Un cadeau pour le 375e anniversaire, avec un an de retard

La Société du parc a annoncé un vaste projet de réaménagement du parc Jean-Drapeau, dont un amphithéâtre de 65 000 places.
Photo: Philippe Rousseau La Société du parc a annoncé un vaste projet de réaménagement du parc Jean-Drapeau, dont un amphithéâtre de 65 000 places.

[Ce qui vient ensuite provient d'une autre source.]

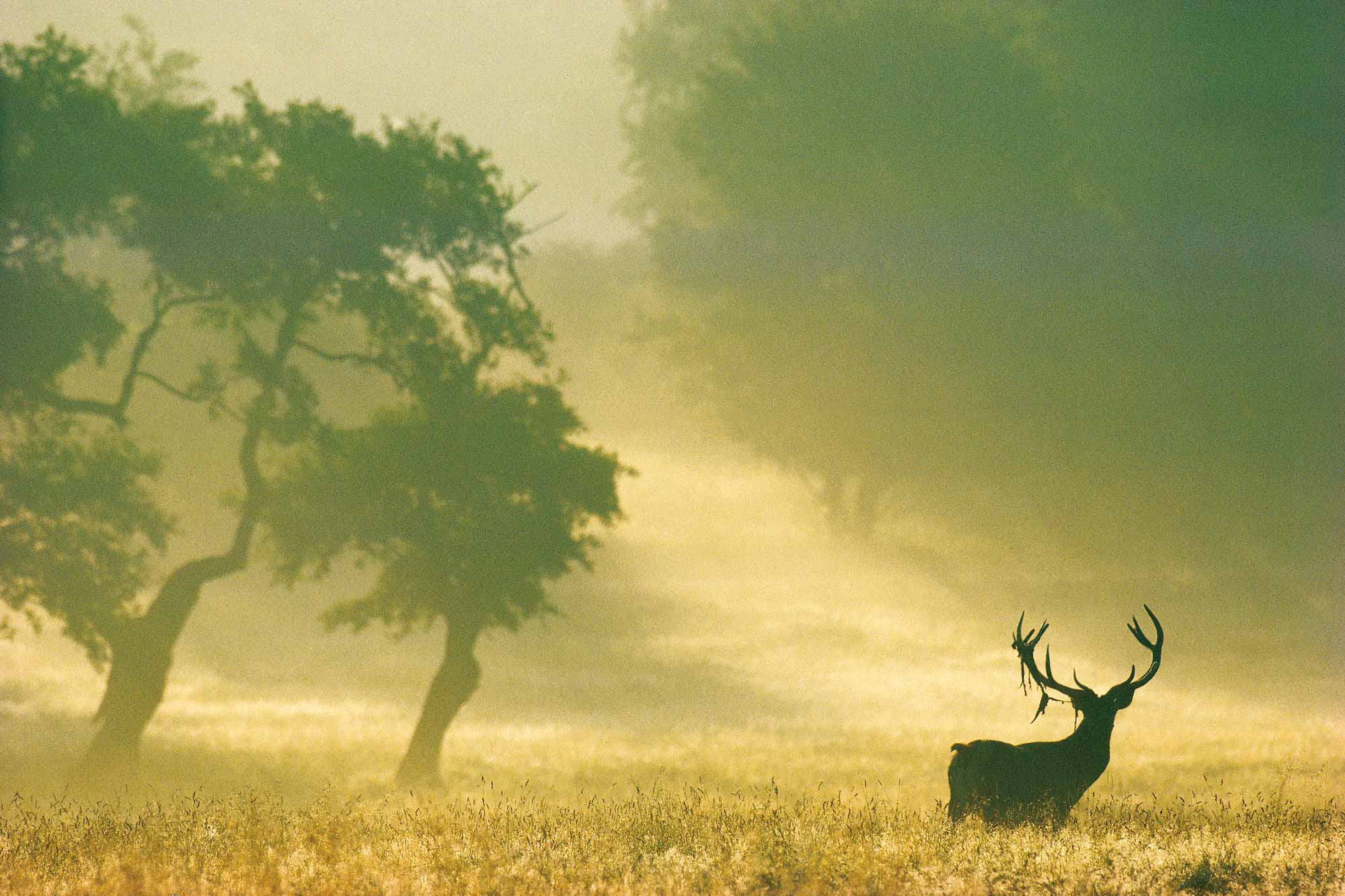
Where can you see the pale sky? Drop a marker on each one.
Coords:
(533, 81)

La Société du parc Jean-Drapeau consacrera 2 millions de dollars pour trouver une solution au problème de bruit que pose la tenue de gros spectacles sur l’île Sainte-Hélène aux habitants de Saint-Lambert. Mais elle est encore loin du but.

La Société du parc a annoncé vendredi un vaste projet de réaménagement du parc Jean-Drapeau, dont un amphithéâtre de 65 000 places et une promenade riveraine exploitant la vue sur le fleuve, au coût total de 70,4 millions, partagés entre le gouvernement du Québec, qui y investit 35 millions, et la Ville de Montréal, qui y contribue à hauteur de 35,4 millions. Le projet, qui se veut un legs pour le 375e anniversaire de Montréal, ne sera pas prêt pour cet anniversaire, car il ne sera pas terminé avant 2018. La programmation du parc Jean-Drapeau se tiendra comme prévu en 2016, mais plusieurs portions du site seront fermées durant l’année 2017, qui marque non seulement le 375e anniversaire de Montréal, mais aussi le 50e anniversaire de l’Expo 1967.

Le maire de Montréal, Denis Coderre, a reconnu vendredi qu’il était déçu que le chantier ne soit pas terminé à temps pour 2017, mais a dit tenir à ce que ce projet se fasse, et se fasse dans les normes. Il a affirmé que les travaux avaient été retardés par le scandale qui a mené à la démission de l’ancien directeur général de la Société du parc Jean-Drapeau, Daniel Blier. M. Blier a quitté son poste après avoir été blâmé parl’inspecteur général au sujet de nombreuses irrégularités touchant précisément le projet du 375e anniversaire.

Le projet annoncé est sensiblement le même que ce qui avait été entrepris sous l’ancienne administration.

Deux millions de cette somme seront consacrés à la recherche d’une solution pour limiter les problèmes de bruit dont se plaignent particulièrement les résidants de Saint-Lambert, sur la Rive-Sud.

Selon Charles Fournier, responsable des infrastructures au parc Jean-Drapeau, tous les tests faits à ce jour suscitaient des plaintes. La Société ne veut pas se résoudre non plus à ériger un mur coupe-son qui priverait les spectateurs assis dans l’amphithéâtre de la vue sur le fleuve.

L’amphithéâtre sera d’ailleurs à ciel ouvert, bien que la Ville de Montréal ait annoncé vendredi son intention de l’utiliser durant les quatre saisons. Empruntant le concept développé par Montréal en lumière, qui invite les citoyens à profiter de la ville en hiver, le maire Coderre a dit qu’on s’y réchaufferait avec du chocolat et du vin chauds. Le vaste projet comptera par ailleurs un chalet et un restaurant.

Le seul aménagement du terrain pour accueillir l’amphithéâtre devrait entraîner des frais de 30 millions de dollars. Le parc veut aussi élargir l’allée qui relie la sculpture L’Homme, d’Alexander Calder, la Biosphère et le pont du Cosmos, qui mène à l’île Notre-Dame.

De son côté, la Société de transport de Montréal a annoncé qu’elle allait réaménager l’édicule de la station de métro Jean-Drapeau pour permettre une plus grande circulation des usagers. « En ce moment, ça nous prend deux heures pour vider le site », explique M. Fournier.

De son côté, l’opposition officielle à l’Hôtel de Ville de Montréal a mis en question les intérêts du maire dans ce dossier, compte tenu du fait que les travaux profiteront surtout aux promoteurs d’événements payants. Les membres de Projet Montréal ont aussi déploré l’impact de ce projet et de la coupe d’arbres sur les milieux humides de l’île Sainte-Hélène.

1 commentaire
  • Mike Muchnik - Abonné 24 octobre 2015 09 h 46

    Remplir l'Île Sainte-Hélène de béton ?

    Un amphithéâtre naturel pourrait être très inréressant, soit. Mais abattre plusieurs dizaines d'arbres pour faire une très large allée en pierre de 650 mètres de long dans un beau parc ? Cela n'a aucun sens : c'est beau la nostalgie de 1967 mais nous vivons actuellement dans un contexte où nous voulons diminuer le plus possible les îlots de chaleur et augmenter dans la mesure du possible la couverture végétale pour ne pas mourir étouffés et surchauffés. Le projet semble une idée dépassée qui diminuerait notre qualité de vie.